О нашем писательском долге перед величайшей памятью Алексея Максимовича будет уместно сказать в другой раз. Сейчас же я слышу только нещадную боль утраты...»
Остроту этой боли как будто еще усилили два следующих дня, почти целиком проведенных в Колонном зале. Чуждо было, что посреди дневного огня этих люстр, где меньше двух лет назад, на Всесоюзном писательском съезде, десятки национальных советских и зарубежных литератур внимали исполненному жизни, счастливому Горькому, — он сейчас лежал, безучастный к свету и тьме, красивый красотою прошлого.
В этом траурном Колонном зале мне привелось прочитать свои прощальные четыре листочка перед микрофоном в те минуты, когда правительство стояло у гроба Горького в почетном карауле, отдавая последний долг писателю, дело которого победоносно и навеки переходило в будущее.
Вот вырванные из записной книжки, исчерканные странички — я писал их торопливо в небольшой комнате позади хоров, и только-только кончил — меня проводили на хоры к микрофону, прилаженному сверх парапета.

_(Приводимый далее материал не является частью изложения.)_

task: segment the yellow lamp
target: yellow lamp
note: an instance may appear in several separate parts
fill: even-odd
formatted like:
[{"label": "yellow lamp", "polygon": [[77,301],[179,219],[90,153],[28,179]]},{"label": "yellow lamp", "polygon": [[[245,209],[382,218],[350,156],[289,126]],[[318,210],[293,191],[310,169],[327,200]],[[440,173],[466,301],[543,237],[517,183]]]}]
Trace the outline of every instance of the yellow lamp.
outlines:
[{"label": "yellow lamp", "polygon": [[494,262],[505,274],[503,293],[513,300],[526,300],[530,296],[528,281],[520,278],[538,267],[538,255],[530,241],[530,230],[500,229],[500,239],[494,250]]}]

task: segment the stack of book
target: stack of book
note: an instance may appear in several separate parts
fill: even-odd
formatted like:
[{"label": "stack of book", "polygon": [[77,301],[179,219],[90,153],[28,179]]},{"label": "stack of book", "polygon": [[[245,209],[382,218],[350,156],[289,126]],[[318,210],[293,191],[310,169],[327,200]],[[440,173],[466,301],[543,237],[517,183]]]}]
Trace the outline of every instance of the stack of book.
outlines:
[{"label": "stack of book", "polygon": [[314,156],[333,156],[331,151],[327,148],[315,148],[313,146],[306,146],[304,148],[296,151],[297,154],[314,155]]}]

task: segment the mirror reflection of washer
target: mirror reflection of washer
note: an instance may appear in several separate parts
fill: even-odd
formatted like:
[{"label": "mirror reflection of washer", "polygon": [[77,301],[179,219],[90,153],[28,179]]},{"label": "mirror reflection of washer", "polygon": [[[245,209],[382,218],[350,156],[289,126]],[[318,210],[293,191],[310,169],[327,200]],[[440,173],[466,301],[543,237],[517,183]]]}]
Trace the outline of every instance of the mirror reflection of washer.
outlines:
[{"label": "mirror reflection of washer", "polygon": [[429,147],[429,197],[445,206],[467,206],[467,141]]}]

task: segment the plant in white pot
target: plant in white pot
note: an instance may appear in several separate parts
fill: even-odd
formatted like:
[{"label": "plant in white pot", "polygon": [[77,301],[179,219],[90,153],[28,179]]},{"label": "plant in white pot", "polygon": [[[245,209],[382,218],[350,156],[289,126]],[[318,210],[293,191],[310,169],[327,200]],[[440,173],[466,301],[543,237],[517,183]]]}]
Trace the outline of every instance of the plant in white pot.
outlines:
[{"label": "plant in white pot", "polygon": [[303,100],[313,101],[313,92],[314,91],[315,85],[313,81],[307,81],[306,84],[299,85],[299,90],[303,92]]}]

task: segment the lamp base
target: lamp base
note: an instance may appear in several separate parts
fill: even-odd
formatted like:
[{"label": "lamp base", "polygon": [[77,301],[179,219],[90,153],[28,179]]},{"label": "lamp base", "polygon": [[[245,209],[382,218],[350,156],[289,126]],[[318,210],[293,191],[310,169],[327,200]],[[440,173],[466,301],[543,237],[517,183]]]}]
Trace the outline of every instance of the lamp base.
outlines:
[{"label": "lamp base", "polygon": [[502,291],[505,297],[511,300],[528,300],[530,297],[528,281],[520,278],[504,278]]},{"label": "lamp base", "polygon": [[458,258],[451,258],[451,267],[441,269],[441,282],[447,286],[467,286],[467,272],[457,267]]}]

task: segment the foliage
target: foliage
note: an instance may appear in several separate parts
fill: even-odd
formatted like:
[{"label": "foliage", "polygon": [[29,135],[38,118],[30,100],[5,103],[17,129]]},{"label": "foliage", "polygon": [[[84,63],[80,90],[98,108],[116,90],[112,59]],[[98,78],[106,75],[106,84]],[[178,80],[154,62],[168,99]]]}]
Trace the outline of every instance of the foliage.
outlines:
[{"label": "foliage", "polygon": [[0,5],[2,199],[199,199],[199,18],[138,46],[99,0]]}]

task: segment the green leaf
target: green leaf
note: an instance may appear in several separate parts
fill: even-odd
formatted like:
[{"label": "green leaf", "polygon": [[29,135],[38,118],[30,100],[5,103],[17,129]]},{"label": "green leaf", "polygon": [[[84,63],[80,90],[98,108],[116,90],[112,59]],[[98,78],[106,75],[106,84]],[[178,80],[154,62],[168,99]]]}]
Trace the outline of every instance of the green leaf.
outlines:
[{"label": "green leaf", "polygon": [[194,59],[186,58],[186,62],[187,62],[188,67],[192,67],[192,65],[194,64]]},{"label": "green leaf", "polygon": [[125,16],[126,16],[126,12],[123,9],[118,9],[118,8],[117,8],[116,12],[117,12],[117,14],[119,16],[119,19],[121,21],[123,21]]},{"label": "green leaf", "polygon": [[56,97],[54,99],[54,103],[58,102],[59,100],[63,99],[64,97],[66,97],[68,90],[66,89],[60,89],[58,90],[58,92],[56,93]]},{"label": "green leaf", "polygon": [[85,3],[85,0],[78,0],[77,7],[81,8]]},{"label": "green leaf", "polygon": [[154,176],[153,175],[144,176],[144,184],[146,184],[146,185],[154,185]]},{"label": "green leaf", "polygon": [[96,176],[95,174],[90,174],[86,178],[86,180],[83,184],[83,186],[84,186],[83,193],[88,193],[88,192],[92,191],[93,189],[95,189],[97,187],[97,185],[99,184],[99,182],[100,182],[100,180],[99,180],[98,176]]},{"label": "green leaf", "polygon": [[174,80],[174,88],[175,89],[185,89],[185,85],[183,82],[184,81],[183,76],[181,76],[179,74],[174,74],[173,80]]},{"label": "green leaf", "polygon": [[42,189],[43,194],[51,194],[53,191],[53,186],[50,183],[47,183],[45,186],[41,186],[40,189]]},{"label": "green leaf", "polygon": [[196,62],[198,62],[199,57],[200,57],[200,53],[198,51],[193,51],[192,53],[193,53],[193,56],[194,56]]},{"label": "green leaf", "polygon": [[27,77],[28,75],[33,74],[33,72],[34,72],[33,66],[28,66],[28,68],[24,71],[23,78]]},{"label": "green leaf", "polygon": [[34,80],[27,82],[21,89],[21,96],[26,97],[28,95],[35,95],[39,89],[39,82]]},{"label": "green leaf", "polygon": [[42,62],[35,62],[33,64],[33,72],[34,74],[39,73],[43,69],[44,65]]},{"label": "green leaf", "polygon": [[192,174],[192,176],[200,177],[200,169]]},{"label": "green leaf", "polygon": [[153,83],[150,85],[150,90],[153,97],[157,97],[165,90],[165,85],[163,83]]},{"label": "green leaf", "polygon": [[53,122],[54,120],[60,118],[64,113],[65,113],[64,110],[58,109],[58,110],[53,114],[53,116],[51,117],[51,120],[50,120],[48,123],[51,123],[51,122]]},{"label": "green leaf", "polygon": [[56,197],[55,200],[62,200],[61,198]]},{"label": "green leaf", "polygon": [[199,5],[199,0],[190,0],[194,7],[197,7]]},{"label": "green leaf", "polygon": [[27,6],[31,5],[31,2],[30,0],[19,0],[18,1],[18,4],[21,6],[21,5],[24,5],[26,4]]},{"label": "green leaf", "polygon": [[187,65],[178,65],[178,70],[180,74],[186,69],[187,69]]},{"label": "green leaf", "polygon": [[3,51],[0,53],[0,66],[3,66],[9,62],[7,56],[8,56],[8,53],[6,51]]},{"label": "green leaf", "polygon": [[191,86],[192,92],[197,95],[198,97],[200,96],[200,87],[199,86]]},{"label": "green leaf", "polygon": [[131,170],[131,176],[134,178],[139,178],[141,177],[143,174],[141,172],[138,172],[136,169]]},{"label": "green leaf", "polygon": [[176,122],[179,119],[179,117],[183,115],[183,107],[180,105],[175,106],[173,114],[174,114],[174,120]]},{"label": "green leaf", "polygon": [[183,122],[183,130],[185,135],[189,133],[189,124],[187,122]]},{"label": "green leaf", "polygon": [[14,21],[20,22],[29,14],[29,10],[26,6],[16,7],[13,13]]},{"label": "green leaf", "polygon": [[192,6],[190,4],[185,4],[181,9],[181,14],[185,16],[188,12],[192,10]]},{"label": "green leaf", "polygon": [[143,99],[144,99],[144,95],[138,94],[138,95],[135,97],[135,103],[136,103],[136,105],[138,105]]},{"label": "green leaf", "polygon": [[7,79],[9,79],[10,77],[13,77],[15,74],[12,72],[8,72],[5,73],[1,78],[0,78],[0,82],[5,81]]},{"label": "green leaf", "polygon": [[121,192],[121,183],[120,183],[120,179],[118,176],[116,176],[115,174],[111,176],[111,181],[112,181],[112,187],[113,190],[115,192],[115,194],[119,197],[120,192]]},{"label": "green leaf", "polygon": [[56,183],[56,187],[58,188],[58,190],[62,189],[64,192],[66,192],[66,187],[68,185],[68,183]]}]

«В мировой литературе мы знаем немало великих биографий. Биография Максима Горького принадлежит к ним, но вместе с тем резко отличается от всех них своею сверкающей новизною. Это была жизнь, как в зеркале отразившая в себе историческую смену эпох. Это была первая писательская жизнь, отданная без остатка побеждающему и победившему рабочему классу. Это была первая великая жизнь пролетарского писателя. Максим Горький изобрел свою непревзойденную биографию. Смысл открытия, которое он сделал своей жизнью, состоял в том, что каждый шаг своего писательского бытия он выводил из объективных событий своего времени. Его биография сделалась сверстницей биографии революции пролетариата. Он писал так же, как жил, иногда обгоняя самые смелые предвестия будущего, сам страстно предвещая его и без устали глядя вперед. И он оставил нам свое имя, как ключ, которым открывается полнота последнего революционного полувека.